We can either catch someone when they've made a mistake and shame them for it OR we can notice they are falling down and be there to catch them and love them.
It was incredibly powerful. I loved it so very much.
The truth is that none of us are perfect. We have all fallen. We all have failures and things we aren't proud of. Because we are all human. We are all broken. And we ALL need Jesus."
After that night, the ONLY thing I knew was that I needed to go back there again.
I craved more.
I wanted to feel the hope and happiness that I felt for that hour.
I knew it was the right place for me. Right then and there, I knew there was something I needed from Mission church.
But then I remembered that this new-found answer to prayer wasn't going to be easy on the people that I love.
And I got scared.
It was the first time I really knew that I wanted to leave the church and I wasn't sure I was brave enough to tell people.
But then I thought back to my struggles and how one of my promises to myself was not pretending to be someone I'm not---and I knew I was going to have to tell them.
And I did.
I told my people. It took weeks because I knew it needed to be in person with most of them but I tried.
And although there was sadness and confusion, no one was angry. No one told me to leave and never come back. No one stopped loving me. None of my worst fears happened.
And I guess that was just me overreacting---believing the worst even though I know my people and I know they'll still love me.

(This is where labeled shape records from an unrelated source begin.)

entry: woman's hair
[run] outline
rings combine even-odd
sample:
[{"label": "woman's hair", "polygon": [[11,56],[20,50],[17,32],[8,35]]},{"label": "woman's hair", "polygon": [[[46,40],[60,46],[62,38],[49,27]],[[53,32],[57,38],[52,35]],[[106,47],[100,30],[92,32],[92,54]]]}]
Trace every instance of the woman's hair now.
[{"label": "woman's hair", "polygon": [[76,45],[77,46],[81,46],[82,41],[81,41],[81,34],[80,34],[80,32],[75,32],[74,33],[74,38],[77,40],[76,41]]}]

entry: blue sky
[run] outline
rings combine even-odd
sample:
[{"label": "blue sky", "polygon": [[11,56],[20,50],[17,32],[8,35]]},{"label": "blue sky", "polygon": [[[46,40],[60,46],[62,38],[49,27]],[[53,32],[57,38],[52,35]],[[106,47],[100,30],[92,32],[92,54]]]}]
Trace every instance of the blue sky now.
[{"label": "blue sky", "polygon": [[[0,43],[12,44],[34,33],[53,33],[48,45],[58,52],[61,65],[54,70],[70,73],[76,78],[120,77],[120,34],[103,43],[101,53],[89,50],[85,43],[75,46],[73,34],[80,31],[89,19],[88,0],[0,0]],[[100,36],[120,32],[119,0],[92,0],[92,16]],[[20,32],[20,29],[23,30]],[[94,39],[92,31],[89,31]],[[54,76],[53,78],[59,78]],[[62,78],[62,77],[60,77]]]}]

So now I'm here. It's been 6 months since then and during the past 6 months, I was never fully sure how to write about it or what to say. I wasn't sure I could get the point across of how much I've changed and grown.
And I knew I needed to pinpoint that this wasn't an easy decision and that it certainly wasn't some childish rebellion---cause trust me, I've already been there and done that and I'd rather not go back to the childhood rebellion stage, amiright?

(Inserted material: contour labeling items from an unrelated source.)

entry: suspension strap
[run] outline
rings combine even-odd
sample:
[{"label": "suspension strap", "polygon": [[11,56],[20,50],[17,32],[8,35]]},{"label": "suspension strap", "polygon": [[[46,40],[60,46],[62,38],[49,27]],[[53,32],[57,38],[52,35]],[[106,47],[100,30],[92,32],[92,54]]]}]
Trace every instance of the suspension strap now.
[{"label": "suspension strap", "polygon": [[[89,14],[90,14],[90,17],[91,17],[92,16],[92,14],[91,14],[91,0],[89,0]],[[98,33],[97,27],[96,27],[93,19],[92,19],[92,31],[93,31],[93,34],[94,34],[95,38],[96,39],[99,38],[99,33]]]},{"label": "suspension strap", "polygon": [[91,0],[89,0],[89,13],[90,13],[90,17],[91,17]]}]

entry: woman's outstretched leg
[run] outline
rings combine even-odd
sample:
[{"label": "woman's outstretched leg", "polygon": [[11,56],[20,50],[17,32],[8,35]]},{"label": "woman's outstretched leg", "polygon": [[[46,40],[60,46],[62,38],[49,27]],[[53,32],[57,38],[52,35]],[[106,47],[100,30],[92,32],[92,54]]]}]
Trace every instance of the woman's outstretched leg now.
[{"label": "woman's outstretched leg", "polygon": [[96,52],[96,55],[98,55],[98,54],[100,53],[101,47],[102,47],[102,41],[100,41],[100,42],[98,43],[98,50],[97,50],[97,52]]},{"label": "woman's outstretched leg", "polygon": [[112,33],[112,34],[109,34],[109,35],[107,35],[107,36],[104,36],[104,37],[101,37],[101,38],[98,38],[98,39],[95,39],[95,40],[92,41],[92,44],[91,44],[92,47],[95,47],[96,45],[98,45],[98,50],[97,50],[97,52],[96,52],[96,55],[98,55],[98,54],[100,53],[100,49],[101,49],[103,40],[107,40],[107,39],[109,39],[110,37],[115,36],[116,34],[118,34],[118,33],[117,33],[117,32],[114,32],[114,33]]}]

So 2016. What a big year. I am excited for this year and all that it seems to be offering my beautiful family.
Hayley will turn 8.
Andersen will turn 7.
I will turn 29. (Although I may or may not be panicky about my last year in my 20's being SO CLOSE.)

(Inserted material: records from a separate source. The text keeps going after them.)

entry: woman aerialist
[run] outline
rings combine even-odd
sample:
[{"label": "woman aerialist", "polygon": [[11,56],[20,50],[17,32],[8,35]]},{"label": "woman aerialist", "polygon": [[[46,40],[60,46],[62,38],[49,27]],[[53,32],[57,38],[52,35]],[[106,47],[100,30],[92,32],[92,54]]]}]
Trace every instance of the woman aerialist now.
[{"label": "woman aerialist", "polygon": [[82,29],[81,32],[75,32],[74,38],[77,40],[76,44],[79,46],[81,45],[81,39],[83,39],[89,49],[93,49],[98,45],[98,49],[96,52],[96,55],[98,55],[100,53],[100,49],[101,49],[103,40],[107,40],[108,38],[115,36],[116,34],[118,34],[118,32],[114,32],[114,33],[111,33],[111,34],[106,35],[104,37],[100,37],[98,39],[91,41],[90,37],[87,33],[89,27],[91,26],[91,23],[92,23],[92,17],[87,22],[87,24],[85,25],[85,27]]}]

We will all gain more knowledge through our school studies. We will try so hard to become closer as a family.
And above all else, we will make sure we are coming closer to Christ.
So for 2016, I decided my word needed to be confidence.
Because there are so many aspects of my life that could use a dose or two {or five thousand} of confidence.
I am going to gain the confidence to unapologetically be who I am and the confidence to know that the choices I'm making are going to benefit my family and help us all learn more about the only perfect being to ever walk on this earth.
2015 was beautifully messy. There was darkness and light. But I am grateful for everything I have learned and the confidence I have already gained.
I am grateful for all of the times fear almost took over---because it didn't ever fully take over. Bravery was always there, fighting against the fear. And that bravery came because I am a warrior but it also came because God is bravery.
There were many times this year where I couldn't begin to understand the heartache and confusion and I knew I'd never be able to get through it on my own---so instead of letting myself drown in it, I'd hand it over to God and he'd fight my battles for me.
He is the reason I am where I am and He is the reason I am fighting to become the person I was intended to be.